Leitura Orante na Prática
O monge que criou o método sugere a ideia de uma escada que nos ajude a subir até Deus. Vamos analisar os quatro degraus que devemos subir.

1º Degrau – Leitura (Lectio): O que o texto diz?
1. Leia lentamente o texto, ao menos duas vezes.
2. Ainda não é hora de tentar tirar uma mensagem para sua vida. Apenas tente compreender o que o texto poderia significar na época em que foi escrito.
3. Tente reconstruir o texto: Quem são as pessoas que aparecem no texto e qual é a situação de cada uma? De acordo com o texto, qual é o papel de cada uma e quais seriam seus sentimentos? Aparece algum conflito no texto? Como é resolvido? Qual é o rosto de Deus no texto?

2º Degrau – Meditação (Meditatio): O que o texto me diz?
1. Destaque os versículos que foram mais fortes para você (sem tentar interpretá-los).
2. Atualize o texto comparando a situação da época com a situação atual e procure perceber o que tudo isso tem a ver com a sua/nossa vida de cristão.

3º Degrau – Oração (Oratio): O que o texto me faz dizer a Deus?
1. Tudo o que foi lido e meditado é transformado em uma conversa orante com Deus.
2. A oração é o instante no qual se é convidado a falar com Deus através do louvor, do agradecimento, do pedido, da súplica, do oferecimento, do perdão dirigido a ele: “Senhor, eu te peço… Eu te louvo e agradeço meu Deus…”. Dialogar diretamente com Deus: tenha “um trato de amizade com aquele que nos ama” (Santa Teresa).

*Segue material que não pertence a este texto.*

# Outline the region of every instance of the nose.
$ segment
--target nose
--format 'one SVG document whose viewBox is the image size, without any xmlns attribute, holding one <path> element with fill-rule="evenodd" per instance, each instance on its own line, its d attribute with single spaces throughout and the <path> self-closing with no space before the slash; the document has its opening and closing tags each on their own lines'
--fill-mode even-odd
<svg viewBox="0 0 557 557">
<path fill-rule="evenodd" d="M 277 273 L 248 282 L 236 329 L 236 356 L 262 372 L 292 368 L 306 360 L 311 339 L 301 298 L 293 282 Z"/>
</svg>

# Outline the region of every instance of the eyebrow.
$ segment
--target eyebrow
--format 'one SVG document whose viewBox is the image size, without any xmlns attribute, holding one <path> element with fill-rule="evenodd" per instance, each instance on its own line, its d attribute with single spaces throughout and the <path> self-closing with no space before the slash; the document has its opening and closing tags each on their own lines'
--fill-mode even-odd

É necessário silêncio…

4º Degrau – Contemplação (Contemplatio)
Contemplar é ver a vida com os olhos da fé. É sentir, quase intuitivamente, a presença da Santíssima Trindade ao nosso lado. Esse passo está ligado ao anterior; às vezes, não percebemos quando termina um e começa o outro. Volte-se para a sua realidade (ao seu dia a dia) e veja sua vida com o olhar iluminado pelo Espírito Santo. Não se trata de pensar “o que fazer”, mas de como irá seguir Jesus a partir desse texto? É a primazia do ser sobre o fazer. Este último será o resultado de um novo ser humano: discípulo missionário de Jesus Cristo.
Atenção! Este método é fascinante, mas exigente. Não supõe saber ou ter grandes estudos, mas requer dedicação e escuta atenta à Palavra de Deus. Se alguém ler o texto bíblico sem seguir o método orante, dificilmente entenderá os quatro degraus. Há alguns que dizem que é muito difícil seguir este processo, certamente porque querem resultados imediatos e não dão tempo para escutar o Senhor. Para seguir este método, é preciso muita humildade e deixar o Senhor falar. É preciso se livrar de conceitos prontos sobre o texto lido. Evite-se, igualmente, logo tirar uma mensagem para pôr em prática. Essa aplicabilidade da Palavra depende de uma escuta mais atenta, pois nem sempre o Senhor pede que se faça algo, mas solicita uma mudança em nosso ser – a nossa conversão.